Metadata Explanation

The file metadata.tsv initially contains information regarding the data used to construct the database. As users add taxa to the database metadata.tsv acts as a permanent archival file and is updated after each round of addition of new taxa. The contents of metadata.tsv can be explored using the provided utility explore_database.py. A user should never be required to manually open this file to view its contents. However, the structure of metadata.tsv is detailed below.

  • metadata.tsv is a tab delimited file with six columns:
    1. Unique ID - an abbreviated name for each taxon. We have followed an eight-letter convention. For user’s making a metadata.tsv for a custom database,Unique IDs cannot contain underscores “_”, at symbols “@”, double dots “..”, or white spaces.
    2. Long Name - Full name of the input taxon. For user’s making a metadata.tsv for a custom database, the long name cannot contain underscores “_”, at symbols “@”, double dots “..”, or white spaces.
    3. Higher Taxonomy - The highest taxonomic rank for the input organism desired. We have chosen to use the “supergroup” level here but any user defined rank is accepted. However, we do recommend users choose a highly inclusive taxonomic rank here (phylum or class level in Linnaean terms) to promote the best possible performance of the fisher algorithm and other downstream tools.
    4. Lower Taxonomy - a taxonomic rank above the genus level for the input taxon
      • Notes on Taxonomy: The default taxonomic terms in metadata.tsv can be replaced with user preferred terms.

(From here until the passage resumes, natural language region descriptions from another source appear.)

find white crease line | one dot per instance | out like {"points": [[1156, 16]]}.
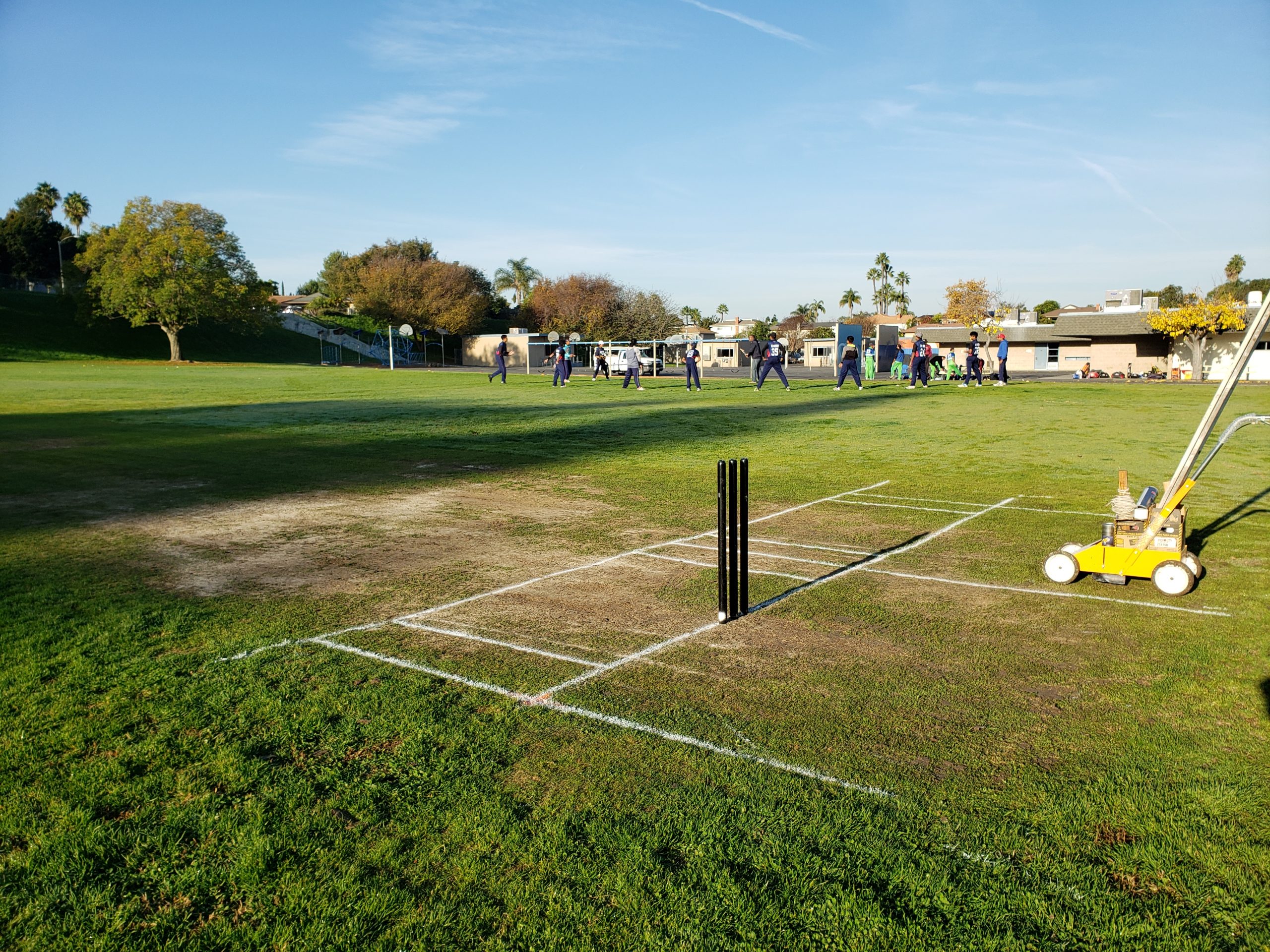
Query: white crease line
{"points": [[708, 565], [1056, 595], [801, 545], [512, 645], [901, 506], [879, 558], [715, 748], [652, 649], [609, 719], [241, 655], [1021, 508], [426, 669], [767, 555]]}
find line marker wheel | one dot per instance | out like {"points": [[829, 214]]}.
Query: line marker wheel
{"points": [[1174, 578], [1061, 567]]}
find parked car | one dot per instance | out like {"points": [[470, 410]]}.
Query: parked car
{"points": [[618, 361]]}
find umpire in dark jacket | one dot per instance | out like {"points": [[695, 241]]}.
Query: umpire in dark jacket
{"points": [[754, 350]]}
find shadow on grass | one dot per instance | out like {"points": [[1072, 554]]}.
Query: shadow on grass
{"points": [[1199, 538], [66, 469]]}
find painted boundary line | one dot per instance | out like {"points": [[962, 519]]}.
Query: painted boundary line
{"points": [[601, 717], [624, 555], [1021, 508], [1055, 595], [872, 560]]}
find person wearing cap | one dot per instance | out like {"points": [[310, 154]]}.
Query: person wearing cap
{"points": [[693, 363], [772, 351], [1003, 352], [850, 363], [632, 355], [500, 359], [920, 365], [755, 352], [973, 363], [561, 375]]}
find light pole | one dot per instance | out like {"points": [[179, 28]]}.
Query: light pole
{"points": [[62, 277]]}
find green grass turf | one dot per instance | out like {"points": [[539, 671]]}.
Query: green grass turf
{"points": [[45, 328], [1069, 774]]}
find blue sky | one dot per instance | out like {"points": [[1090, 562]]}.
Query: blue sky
{"points": [[745, 151]]}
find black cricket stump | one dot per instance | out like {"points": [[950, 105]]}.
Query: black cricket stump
{"points": [[733, 506]]}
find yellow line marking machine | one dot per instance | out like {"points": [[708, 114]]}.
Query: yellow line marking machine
{"points": [[1147, 540]]}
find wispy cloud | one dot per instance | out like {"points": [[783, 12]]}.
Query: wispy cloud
{"points": [[1109, 177], [369, 135], [474, 36], [1060, 88], [761, 26]]}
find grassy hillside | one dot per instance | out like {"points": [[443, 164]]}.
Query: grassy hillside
{"points": [[45, 328], [1076, 771]]}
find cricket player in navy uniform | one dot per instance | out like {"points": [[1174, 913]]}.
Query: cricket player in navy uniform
{"points": [[850, 363], [501, 355], [693, 361], [632, 356], [973, 362], [601, 362], [772, 352], [561, 376]]}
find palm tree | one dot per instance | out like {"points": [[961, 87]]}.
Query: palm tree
{"points": [[874, 276], [903, 281], [49, 197], [76, 209], [518, 278], [883, 262]]}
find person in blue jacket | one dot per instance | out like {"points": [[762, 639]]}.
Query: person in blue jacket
{"points": [[772, 353], [501, 353], [693, 362], [850, 363], [1003, 352], [973, 362], [561, 376]]}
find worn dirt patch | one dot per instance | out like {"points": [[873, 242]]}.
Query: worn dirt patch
{"points": [[341, 542]]}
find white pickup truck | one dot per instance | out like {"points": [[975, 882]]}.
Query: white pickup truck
{"points": [[618, 359]]}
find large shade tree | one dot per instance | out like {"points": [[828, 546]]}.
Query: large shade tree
{"points": [[172, 266]]}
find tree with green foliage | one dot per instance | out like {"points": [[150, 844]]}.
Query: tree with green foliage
{"points": [[30, 238], [517, 277], [172, 266], [48, 198], [76, 209]]}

If terms are to be replaced though, we recommend replacing them with synonyms of similar rank. DO NOT MIX SYNONYMOUS TERMS (see example below). This will lead to misbehavior in the fisher algorithm and wrongly denoted suspicious clades during generation of files for visualisation and manual inspection of single gene trees. The same erratic behavior will likely occur if our chosen taxonomic ranks are split up and replaced by several less inclusive taxonomic terms.
        • Example Taxonomic Change: If the term “Chromist” is preferred over “Stramenopiles” replace all instances of “Stramenopiles” in metadata.tsv with “Chromist” before adding new taxa with “Chromist” chosen as the higher taxonomic term in input_metadata.tsv. DO NOT MIX THE TWO, erratic behavior will ensue. Go here for more information regarding input_metadata.tsv requirements related to metadata.tsv.
    5. Data Type - A place to add a note about the type of data being added (ex. transcriptomic, genomic, EST . . .
    6. Source - A place to add notes about the source of the data such as accession numbers, “in-house information”, strain information etc.

NOTE: COMMA (,) MAY NOT BE USED ANYWHERE IN METADATA.TSV!